Graph similarity is critical in graph-related tasks such as graph retrieval, where metrics like maximum common subgraph (MCS) and graph edit distance (GED) are commonly used. However, exact computations of these metrics are known to be NP-Hard. Recent neural network-based approaches approximate the similarity score in embedding spaces to alleviate the computational burden, but they either involve expensive pairwise node comparisons or fail to effectively utilize structural and scale information of graphs. To tackle these issues, we propose a novel geometric-based graph embedding method called Graph2Region (G2R). G2R represents nodes as closed regions and recovers their adjacency patterns within graphs in the embedding space. By incorporating the node features and adjacency patterns of graphs, G2R summarizes graph regions, i.e., graph embeddings, where the shape captures the underlying graph structures and the volume reflects the graph size. Consequently, the overlap between graph regions can serve as an approximation of MCS, signifying similar node regions and adjacency patterns. We further analyze the relationship between MCS and GED and propose using disjoint parts as a proxy for GED similarity. This analysis enables concurrent computation of MCS and GED, incorporating local and global structural information. Experimental evaluation highlights G2R's competitive performance in graph similarity computation. It achieves up to a 60.0\% relative accuracy improvement over state-of-the-art methods in MCS similarity learning, while maintaining efficiency in both training and inference. Moreover, G2R showcases remarkable capability in predicting both MCS and GED similarities simultaneously, providing a holistic assessment of graph similarity. Code available at https://github.com/liuzhouyang/Graph2Region.

Zhouyang Liu, Ning Liu, Yixin Chen et al.

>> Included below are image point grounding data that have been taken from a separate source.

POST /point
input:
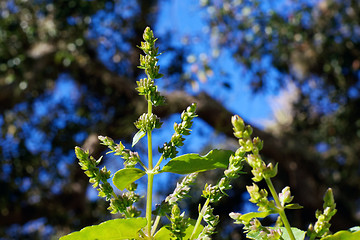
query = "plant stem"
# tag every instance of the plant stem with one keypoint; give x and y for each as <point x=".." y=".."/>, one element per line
<point x="159" y="162"/>
<point x="198" y="221"/>
<point x="280" y="208"/>
<point x="150" y="178"/>
<point x="156" y="223"/>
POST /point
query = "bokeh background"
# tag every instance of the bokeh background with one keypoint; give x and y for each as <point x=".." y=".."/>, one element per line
<point x="68" y="71"/>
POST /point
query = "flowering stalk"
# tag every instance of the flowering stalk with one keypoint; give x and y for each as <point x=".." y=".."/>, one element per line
<point x="147" y="122"/>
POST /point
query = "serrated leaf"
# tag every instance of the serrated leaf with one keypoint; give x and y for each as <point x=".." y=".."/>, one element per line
<point x="298" y="234"/>
<point x="110" y="230"/>
<point x="248" y="216"/>
<point x="293" y="206"/>
<point x="190" y="163"/>
<point x="139" y="135"/>
<point x="344" y="235"/>
<point x="164" y="233"/>
<point x="126" y="176"/>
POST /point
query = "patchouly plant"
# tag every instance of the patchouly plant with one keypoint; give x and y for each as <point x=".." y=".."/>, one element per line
<point x="132" y="226"/>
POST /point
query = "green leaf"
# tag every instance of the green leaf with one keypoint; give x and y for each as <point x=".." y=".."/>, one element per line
<point x="344" y="235"/>
<point x="139" y="135"/>
<point x="248" y="216"/>
<point x="192" y="162"/>
<point x="126" y="176"/>
<point x="293" y="206"/>
<point x="109" y="230"/>
<point x="164" y="233"/>
<point x="298" y="234"/>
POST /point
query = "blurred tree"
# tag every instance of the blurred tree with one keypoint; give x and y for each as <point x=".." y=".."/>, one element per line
<point x="314" y="47"/>
<point x="44" y="44"/>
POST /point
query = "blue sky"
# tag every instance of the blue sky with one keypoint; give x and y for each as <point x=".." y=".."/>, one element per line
<point x="185" y="20"/>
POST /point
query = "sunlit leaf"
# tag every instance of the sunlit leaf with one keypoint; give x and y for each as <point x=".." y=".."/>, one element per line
<point x="248" y="216"/>
<point x="110" y="230"/>
<point x="139" y="135"/>
<point x="345" y="235"/>
<point x="298" y="234"/>
<point x="164" y="233"/>
<point x="192" y="162"/>
<point x="126" y="176"/>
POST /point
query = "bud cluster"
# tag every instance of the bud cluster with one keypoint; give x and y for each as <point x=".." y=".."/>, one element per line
<point x="259" y="197"/>
<point x="178" y="223"/>
<point x="148" y="88"/>
<point x="253" y="227"/>
<point x="180" y="192"/>
<point x="322" y="225"/>
<point x="97" y="177"/>
<point x="169" y="149"/>
<point x="148" y="122"/>
<point x="149" y="61"/>
<point x="131" y="158"/>
<point x="124" y="203"/>
<point x="259" y="169"/>
<point x="212" y="221"/>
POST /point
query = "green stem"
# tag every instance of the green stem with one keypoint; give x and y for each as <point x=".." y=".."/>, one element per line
<point x="156" y="223"/>
<point x="200" y="217"/>
<point x="159" y="162"/>
<point x="280" y="208"/>
<point x="149" y="203"/>
<point x="150" y="178"/>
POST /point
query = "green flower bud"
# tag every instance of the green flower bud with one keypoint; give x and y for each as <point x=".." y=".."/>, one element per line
<point x="285" y="196"/>
<point x="238" y="123"/>
<point x="270" y="171"/>
<point x="81" y="154"/>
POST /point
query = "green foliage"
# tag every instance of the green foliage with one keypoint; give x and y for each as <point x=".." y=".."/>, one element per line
<point x="189" y="163"/>
<point x="181" y="227"/>
<point x="124" y="177"/>
<point x="110" y="230"/>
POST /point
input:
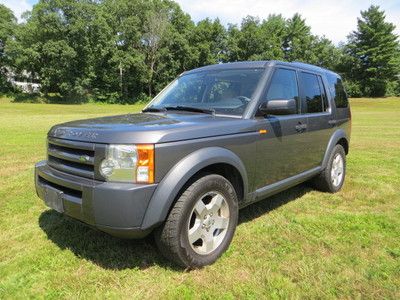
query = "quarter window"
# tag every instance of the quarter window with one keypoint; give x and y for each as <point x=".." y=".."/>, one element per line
<point x="337" y="91"/>
<point x="283" y="85"/>
<point x="312" y="93"/>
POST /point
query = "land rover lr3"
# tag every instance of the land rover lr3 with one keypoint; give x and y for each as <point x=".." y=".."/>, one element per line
<point x="213" y="141"/>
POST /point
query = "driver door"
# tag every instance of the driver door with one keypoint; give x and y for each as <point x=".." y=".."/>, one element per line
<point x="281" y="150"/>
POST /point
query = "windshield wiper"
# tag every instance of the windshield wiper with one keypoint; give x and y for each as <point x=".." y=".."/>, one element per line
<point x="154" y="109"/>
<point x="209" y="111"/>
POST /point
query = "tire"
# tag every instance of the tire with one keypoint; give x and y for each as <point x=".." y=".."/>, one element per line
<point x="329" y="180"/>
<point x="189" y="219"/>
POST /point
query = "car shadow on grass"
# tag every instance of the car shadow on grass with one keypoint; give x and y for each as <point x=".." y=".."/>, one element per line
<point x="118" y="254"/>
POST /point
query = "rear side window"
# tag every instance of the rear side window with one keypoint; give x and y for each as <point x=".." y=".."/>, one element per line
<point x="283" y="85"/>
<point x="313" y="94"/>
<point x="337" y="91"/>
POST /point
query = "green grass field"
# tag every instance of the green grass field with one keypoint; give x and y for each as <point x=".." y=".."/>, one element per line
<point x="297" y="244"/>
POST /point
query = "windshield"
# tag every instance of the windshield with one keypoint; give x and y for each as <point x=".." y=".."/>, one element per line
<point x="225" y="92"/>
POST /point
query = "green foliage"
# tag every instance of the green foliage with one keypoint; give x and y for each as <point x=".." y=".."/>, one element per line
<point x="299" y="244"/>
<point x="7" y="28"/>
<point x="375" y="51"/>
<point x="120" y="50"/>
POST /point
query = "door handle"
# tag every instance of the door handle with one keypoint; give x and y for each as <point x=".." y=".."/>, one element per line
<point x="301" y="127"/>
<point x="332" y="122"/>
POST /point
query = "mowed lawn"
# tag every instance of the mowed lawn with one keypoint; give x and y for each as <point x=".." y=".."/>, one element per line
<point x="297" y="244"/>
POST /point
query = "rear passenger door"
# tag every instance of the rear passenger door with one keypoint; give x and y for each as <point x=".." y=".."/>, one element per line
<point x="320" y="117"/>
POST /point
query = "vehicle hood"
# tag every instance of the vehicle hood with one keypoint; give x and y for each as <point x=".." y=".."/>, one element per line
<point x="150" y="128"/>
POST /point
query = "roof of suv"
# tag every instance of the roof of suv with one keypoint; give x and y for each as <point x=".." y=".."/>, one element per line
<point x="259" y="64"/>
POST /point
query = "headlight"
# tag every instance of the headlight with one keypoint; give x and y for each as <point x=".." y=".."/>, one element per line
<point x="128" y="163"/>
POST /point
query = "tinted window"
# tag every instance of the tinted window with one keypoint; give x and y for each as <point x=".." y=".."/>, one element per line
<point x="312" y="93"/>
<point x="283" y="85"/>
<point x="324" y="95"/>
<point x="337" y="91"/>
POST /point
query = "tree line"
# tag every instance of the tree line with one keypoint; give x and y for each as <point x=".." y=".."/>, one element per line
<point x="128" y="50"/>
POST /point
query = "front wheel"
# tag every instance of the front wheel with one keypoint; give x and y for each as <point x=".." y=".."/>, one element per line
<point x="201" y="224"/>
<point x="332" y="177"/>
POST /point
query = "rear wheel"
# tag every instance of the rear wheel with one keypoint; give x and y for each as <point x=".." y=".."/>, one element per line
<point x="331" y="179"/>
<point x="201" y="224"/>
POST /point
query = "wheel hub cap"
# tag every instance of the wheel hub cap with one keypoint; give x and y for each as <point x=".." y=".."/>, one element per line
<point x="337" y="170"/>
<point x="208" y="223"/>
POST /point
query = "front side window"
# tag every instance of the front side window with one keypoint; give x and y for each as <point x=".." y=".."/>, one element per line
<point x="312" y="93"/>
<point x="224" y="91"/>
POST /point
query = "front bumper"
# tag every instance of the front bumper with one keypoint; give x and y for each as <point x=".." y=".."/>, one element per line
<point x="115" y="208"/>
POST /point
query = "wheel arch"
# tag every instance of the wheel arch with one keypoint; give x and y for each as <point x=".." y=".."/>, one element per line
<point x="215" y="160"/>
<point x="338" y="137"/>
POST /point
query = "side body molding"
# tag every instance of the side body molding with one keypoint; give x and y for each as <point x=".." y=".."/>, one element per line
<point x="175" y="179"/>
<point x="336" y="136"/>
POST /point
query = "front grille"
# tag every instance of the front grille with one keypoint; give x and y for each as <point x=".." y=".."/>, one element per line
<point x="76" y="158"/>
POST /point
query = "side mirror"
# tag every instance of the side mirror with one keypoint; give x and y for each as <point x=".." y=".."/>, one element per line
<point x="278" y="107"/>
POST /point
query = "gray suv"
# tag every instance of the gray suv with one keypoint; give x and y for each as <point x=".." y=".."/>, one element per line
<point x="216" y="139"/>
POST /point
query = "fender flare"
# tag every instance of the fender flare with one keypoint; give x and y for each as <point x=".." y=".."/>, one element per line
<point x="336" y="136"/>
<point x="172" y="183"/>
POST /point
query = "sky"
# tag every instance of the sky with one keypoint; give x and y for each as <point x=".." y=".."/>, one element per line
<point x="333" y="19"/>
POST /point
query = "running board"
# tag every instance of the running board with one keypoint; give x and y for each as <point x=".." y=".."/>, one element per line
<point x="282" y="185"/>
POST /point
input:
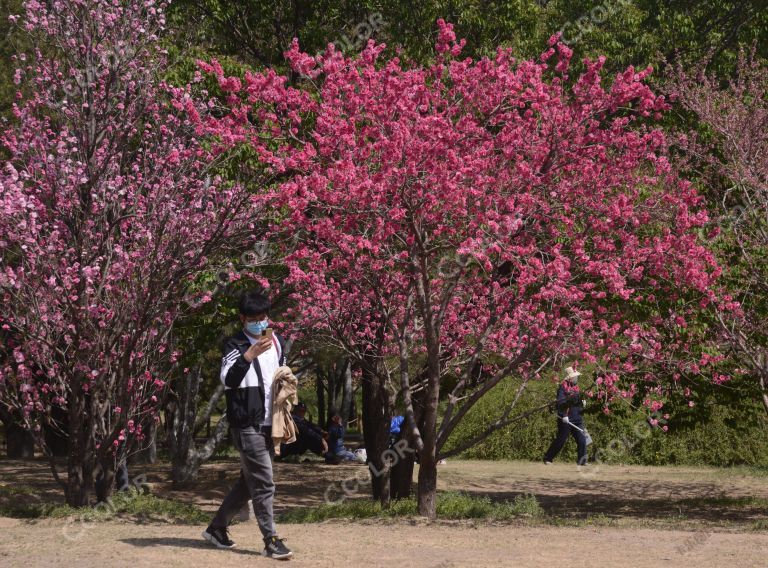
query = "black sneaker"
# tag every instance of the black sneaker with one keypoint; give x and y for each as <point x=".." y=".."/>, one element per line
<point x="218" y="537"/>
<point x="274" y="548"/>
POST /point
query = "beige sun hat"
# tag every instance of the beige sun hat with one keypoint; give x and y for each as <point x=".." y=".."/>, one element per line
<point x="572" y="373"/>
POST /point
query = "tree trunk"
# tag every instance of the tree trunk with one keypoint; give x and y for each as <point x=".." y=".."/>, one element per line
<point x="105" y="481"/>
<point x="320" y="398"/>
<point x="20" y="442"/>
<point x="401" y="481"/>
<point x="764" y="387"/>
<point x="427" y="492"/>
<point x="376" y="419"/>
<point x="347" y="395"/>
<point x="147" y="452"/>
<point x="80" y="458"/>
<point x="181" y="425"/>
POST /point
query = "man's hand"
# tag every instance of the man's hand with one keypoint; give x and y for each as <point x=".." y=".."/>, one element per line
<point x="262" y="345"/>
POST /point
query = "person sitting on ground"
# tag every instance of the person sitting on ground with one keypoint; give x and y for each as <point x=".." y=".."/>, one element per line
<point x="569" y="420"/>
<point x="309" y="436"/>
<point x="337" y="451"/>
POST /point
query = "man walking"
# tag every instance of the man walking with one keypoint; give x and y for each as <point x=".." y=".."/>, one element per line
<point x="250" y="360"/>
<point x="569" y="420"/>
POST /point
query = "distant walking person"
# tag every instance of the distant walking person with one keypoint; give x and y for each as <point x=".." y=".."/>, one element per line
<point x="569" y="420"/>
<point x="250" y="360"/>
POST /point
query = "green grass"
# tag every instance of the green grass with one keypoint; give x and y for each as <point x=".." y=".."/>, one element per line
<point x="450" y="506"/>
<point x="132" y="504"/>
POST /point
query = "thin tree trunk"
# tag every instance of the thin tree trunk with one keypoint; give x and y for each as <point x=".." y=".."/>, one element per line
<point x="20" y="442"/>
<point x="376" y="419"/>
<point x="80" y="457"/>
<point x="321" y="397"/>
<point x="347" y="395"/>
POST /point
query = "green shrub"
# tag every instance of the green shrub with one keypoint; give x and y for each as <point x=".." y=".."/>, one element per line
<point x="451" y="505"/>
<point x="131" y="503"/>
<point x="717" y="431"/>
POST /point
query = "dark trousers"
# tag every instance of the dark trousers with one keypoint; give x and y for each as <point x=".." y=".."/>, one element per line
<point x="255" y="481"/>
<point x="561" y="438"/>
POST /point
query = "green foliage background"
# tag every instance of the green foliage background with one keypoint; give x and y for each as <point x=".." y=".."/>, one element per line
<point x="726" y="427"/>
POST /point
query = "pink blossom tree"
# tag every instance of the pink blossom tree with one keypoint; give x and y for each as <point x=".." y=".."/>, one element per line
<point x="473" y="220"/>
<point x="110" y="204"/>
<point x="734" y="159"/>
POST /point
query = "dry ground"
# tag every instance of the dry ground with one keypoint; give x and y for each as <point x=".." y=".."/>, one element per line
<point x="605" y="516"/>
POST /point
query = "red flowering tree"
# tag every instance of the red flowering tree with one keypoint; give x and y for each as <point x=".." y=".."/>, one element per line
<point x="734" y="157"/>
<point x="110" y="204"/>
<point x="472" y="220"/>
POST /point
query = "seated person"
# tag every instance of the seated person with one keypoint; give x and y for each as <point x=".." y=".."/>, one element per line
<point x="336" y="441"/>
<point x="309" y="436"/>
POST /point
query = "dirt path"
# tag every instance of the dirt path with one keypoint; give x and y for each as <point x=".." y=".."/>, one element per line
<point x="602" y="517"/>
<point x="342" y="544"/>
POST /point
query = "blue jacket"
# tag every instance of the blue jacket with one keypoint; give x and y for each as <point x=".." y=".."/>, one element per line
<point x="336" y="439"/>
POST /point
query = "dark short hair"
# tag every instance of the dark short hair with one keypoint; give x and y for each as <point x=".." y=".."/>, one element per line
<point x="254" y="303"/>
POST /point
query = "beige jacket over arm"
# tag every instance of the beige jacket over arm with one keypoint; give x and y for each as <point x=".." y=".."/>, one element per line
<point x="284" y="397"/>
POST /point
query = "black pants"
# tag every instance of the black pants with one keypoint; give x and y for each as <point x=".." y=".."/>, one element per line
<point x="255" y="482"/>
<point x="561" y="438"/>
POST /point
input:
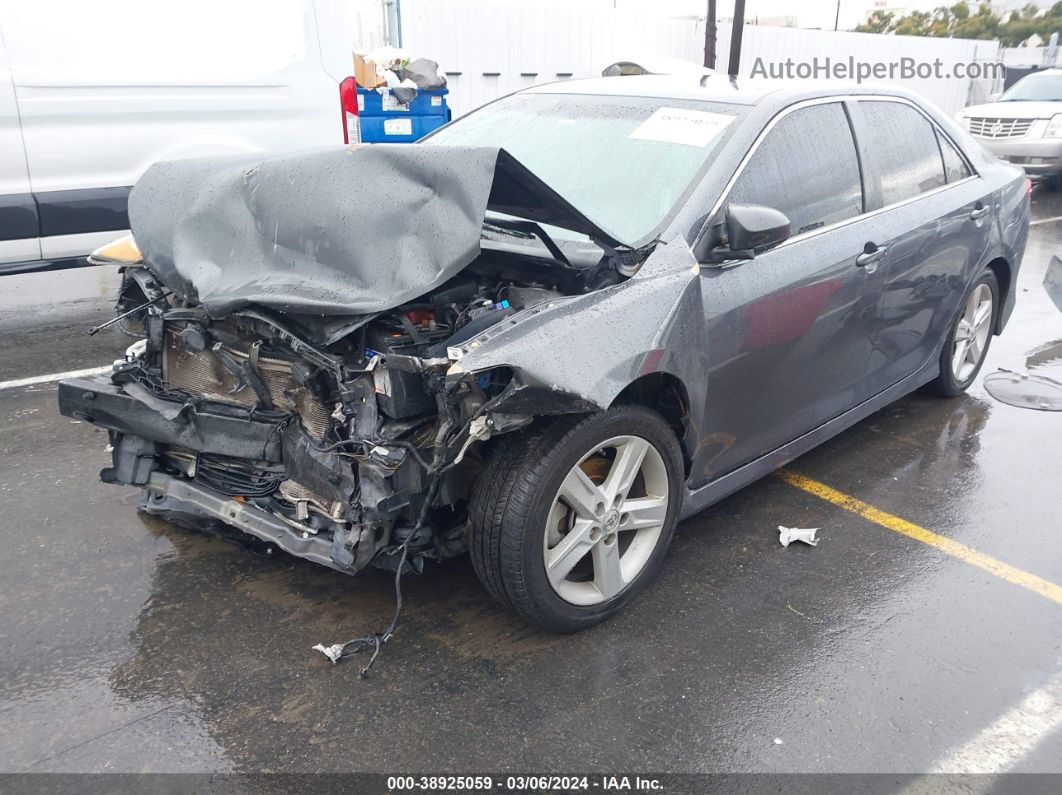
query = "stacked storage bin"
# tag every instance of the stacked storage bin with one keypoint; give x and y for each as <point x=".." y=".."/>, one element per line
<point x="386" y="120"/>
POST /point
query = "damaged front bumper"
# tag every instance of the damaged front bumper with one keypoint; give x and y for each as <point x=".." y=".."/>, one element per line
<point x="171" y="496"/>
<point x="143" y="431"/>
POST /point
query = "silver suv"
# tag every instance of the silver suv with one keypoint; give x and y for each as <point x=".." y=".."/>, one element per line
<point x="1024" y="126"/>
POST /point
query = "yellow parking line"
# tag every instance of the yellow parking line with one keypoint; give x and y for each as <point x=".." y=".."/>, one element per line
<point x="961" y="551"/>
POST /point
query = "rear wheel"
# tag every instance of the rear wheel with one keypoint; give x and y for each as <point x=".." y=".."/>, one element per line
<point x="968" y="344"/>
<point x="572" y="518"/>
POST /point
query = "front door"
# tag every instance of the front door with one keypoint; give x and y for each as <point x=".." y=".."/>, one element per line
<point x="790" y="331"/>
<point x="935" y="223"/>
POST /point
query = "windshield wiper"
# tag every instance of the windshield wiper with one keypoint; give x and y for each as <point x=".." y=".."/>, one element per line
<point x="489" y="226"/>
<point x="527" y="230"/>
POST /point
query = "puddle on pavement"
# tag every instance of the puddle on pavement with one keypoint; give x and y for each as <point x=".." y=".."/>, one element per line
<point x="1039" y="387"/>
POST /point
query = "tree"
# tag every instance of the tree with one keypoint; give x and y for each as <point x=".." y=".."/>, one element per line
<point x="879" y="21"/>
<point x="957" y="21"/>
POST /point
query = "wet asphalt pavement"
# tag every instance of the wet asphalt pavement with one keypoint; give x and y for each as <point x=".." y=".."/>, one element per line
<point x="133" y="645"/>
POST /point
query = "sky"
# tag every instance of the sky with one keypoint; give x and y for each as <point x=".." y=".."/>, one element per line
<point x="809" y="13"/>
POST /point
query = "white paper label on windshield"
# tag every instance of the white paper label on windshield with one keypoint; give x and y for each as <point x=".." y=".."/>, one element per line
<point x="680" y="125"/>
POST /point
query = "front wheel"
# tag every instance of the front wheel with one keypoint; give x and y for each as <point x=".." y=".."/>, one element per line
<point x="570" y="519"/>
<point x="968" y="343"/>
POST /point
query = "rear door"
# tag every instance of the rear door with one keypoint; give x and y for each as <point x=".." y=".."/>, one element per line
<point x="790" y="331"/>
<point x="932" y="220"/>
<point x="18" y="211"/>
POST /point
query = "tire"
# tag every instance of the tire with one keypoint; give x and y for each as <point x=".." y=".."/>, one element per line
<point x="519" y="519"/>
<point x="954" y="379"/>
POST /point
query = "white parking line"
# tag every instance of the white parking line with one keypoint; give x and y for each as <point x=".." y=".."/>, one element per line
<point x="53" y="377"/>
<point x="1010" y="737"/>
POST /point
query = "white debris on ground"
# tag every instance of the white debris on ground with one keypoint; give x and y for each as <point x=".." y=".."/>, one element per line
<point x="788" y="535"/>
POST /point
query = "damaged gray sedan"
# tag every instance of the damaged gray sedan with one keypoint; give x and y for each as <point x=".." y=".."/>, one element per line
<point x="549" y="331"/>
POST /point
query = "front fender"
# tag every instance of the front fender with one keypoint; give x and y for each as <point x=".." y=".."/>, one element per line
<point x="591" y="347"/>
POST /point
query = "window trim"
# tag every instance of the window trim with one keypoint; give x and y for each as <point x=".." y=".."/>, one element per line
<point x="941" y="141"/>
<point x="844" y="99"/>
<point x="860" y="161"/>
<point x="938" y="132"/>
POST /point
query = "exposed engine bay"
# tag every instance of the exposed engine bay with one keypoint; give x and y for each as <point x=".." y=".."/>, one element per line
<point x="339" y="452"/>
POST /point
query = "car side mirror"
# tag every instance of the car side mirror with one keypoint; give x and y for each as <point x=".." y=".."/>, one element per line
<point x="753" y="228"/>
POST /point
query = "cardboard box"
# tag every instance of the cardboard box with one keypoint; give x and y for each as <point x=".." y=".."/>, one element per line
<point x="364" y="72"/>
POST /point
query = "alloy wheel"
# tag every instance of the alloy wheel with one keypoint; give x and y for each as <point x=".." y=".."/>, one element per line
<point x="972" y="333"/>
<point x="605" y="520"/>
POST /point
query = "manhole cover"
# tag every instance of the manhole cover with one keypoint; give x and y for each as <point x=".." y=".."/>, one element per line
<point x="1025" y="391"/>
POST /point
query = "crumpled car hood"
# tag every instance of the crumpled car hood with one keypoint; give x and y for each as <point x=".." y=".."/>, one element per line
<point x="336" y="231"/>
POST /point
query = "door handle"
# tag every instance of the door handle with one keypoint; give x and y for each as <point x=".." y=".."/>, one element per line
<point x="872" y="254"/>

Graph Edit Distance (GED) offers a principled and flexible measure of graph similarity, as it quantifies the minimum cost needed to transform one graph into another with customizable edit operation costs. Despite recent learning-based efforts to approximate GED via vector space representations, existing methods struggle with adapting to varying operation costs. Furthermore, they suffer from inefficient, reactive mapping refinements due to reliance on isolated node-level distance as guidance. To address these issues, we propose GEN, a novel learning-based approach for flexible GED approximation. GEN addresses the varying costs adaptation by integrating operation costs prior to match establishment, enabling mappings to dynamically adapt to cost variations. Furthermore, GEN introduces a proactive guidance optimization strategy that captures graph-level dependencies between matches, allowing informed matching decisions in a single step without costly iterative refinements. Extensive evaluations on real-world and synthetic datasets demonstrate that GEN achieves up to 37.8% reduction in GED approximation error and 72.7% reduction in inference time compared with state-of-the-art methods, while consistently maintaining robustness under diverse cost settings and graph sizes.